ON "players".id = "stats".player_id
LEFT JOIN "photos"
ON "players".id = "photos".player_id
WHERE "players".born_on < "1950-01-01"
This doesn't address the problem with the long-running DELETE statement though. In fact above query should take even more time, because now it actually would delete rows from stats
and photos
tables. The workaround you could use is to split the large DELETE into smaller ones. Since you have a nice WHERE condition, you could manually split the deletes on that (for example one DELETE for each ten years of players.born_on
) and run them in ascending order, that is:
DELETE FROM "players","stats","photos"
USING "players"
LEFT JOIN "stats"
ON "players".id = "stats".player_id
LEFT JOIN "photos"
ON "players".id = "photos".player_id
WHERE "players".born_on < "1930-01-01";
DELETE FROM "players","stats","photos"
USING "players"
LEFT JOIN "stats"
ON "players".id = "stats".player_id
LEFT JOIN "photos"
ON "players".id = "photos".player_id
WHERE "players".born_on < "1940-01-01";
DELETE FROM "players","stats","photos"
USING "players"
LEFT JOIN "stats"
ON "players".id = "stats".player_id
LEFT JOIN "photos"
ON "players".id = "photos".player_id
WHERE "players".born_on < "1950-01-01";
It this is too coarse (i.e. it takes too long do execute each query) you should make the WHERE conditions even more fine-grained (perhaps delete one year each chunk).
Also there is a --purge
option for pt-archiver from Percona Toolkit which would split the data to be deleted in chunks automatically, but it doesn't seem to support the multi table case. See example usage of pt-archiver in this presentation
From your table definitions I see that you don't have an index on players.birth_date
(I suppose that this is the column you relate to as born_at
in your example queries). This makes the decade chunks approach useless, since every query would have to scan all players
table.
If you can't afford having a long table lock for the DELETE to finish, you most likely can't afford to create an index on the birth_date
column as well.
You could split the data on another column, PRIMARY KEY is a good bet. You can write a script which would process all the players in chunks of 10000 (or less or more, depending on the length of a single DELETE statement):
DELETE FROM "players","stats","photos"
USING "players"
LEFT JOIN "stats"
ON "players".id = "stats".player_id
LEFT JOIN "photos"
ON "players".id = "photos".player_id
WHERE "players".born_on < "1950-01-01"
AND "players".id BETWEEN n*10000+1 AND (n+1)*10000
Where n would be a parameter ranging from 0 to MAX(players.id)/10000 . This way you will avoid a full table scan (which certainly is painful for a 100M table)

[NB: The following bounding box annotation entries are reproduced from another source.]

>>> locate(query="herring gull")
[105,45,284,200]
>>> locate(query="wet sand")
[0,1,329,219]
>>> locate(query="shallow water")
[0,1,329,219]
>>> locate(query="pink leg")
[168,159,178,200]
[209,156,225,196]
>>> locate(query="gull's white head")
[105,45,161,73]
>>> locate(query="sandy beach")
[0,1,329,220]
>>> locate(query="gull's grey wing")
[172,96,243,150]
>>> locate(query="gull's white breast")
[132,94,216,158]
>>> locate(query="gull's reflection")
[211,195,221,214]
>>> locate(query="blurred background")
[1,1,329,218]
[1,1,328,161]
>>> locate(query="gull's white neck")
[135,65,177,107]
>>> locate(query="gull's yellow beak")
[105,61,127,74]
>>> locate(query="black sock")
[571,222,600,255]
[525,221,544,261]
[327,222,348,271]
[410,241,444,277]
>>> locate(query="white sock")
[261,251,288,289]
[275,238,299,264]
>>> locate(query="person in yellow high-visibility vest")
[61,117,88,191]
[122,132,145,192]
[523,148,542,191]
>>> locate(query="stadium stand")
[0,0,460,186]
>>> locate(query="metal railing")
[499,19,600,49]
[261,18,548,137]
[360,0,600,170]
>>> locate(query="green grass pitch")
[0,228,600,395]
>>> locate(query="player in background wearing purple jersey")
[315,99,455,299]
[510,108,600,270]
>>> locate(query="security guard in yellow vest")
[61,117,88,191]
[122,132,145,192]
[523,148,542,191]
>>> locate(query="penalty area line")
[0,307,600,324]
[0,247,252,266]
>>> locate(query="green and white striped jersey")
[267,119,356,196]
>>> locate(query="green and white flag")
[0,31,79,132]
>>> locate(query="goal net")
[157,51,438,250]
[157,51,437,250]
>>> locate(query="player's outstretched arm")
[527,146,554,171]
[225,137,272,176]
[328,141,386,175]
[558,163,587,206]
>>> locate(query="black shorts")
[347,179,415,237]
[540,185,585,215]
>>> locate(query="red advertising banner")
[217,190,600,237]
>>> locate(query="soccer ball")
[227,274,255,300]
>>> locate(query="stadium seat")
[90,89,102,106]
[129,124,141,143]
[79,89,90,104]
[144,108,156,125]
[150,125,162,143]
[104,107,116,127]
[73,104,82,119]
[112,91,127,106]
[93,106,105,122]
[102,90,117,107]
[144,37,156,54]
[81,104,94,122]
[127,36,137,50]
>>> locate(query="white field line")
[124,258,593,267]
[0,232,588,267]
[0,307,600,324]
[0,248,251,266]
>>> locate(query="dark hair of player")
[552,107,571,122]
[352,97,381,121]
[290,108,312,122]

You could also try to estimate the DELETE complexity with an EXPLAIN SELECT instead of DELETE:
EXPLAIN SELECT *
FROM "players"
LEFT JOIN "stats"
ON "players".id = "stats".player_id
LEFT JOIN "photos"
ON "players".id = "photos".player_id
WHERE "players".born_on < "1950-01-01"
AND "players".id BETWEEN 1 AND 10000
Best Answer
Quick Solution is to populate the ids to temp table and use Delete records from the table with Join to temp table.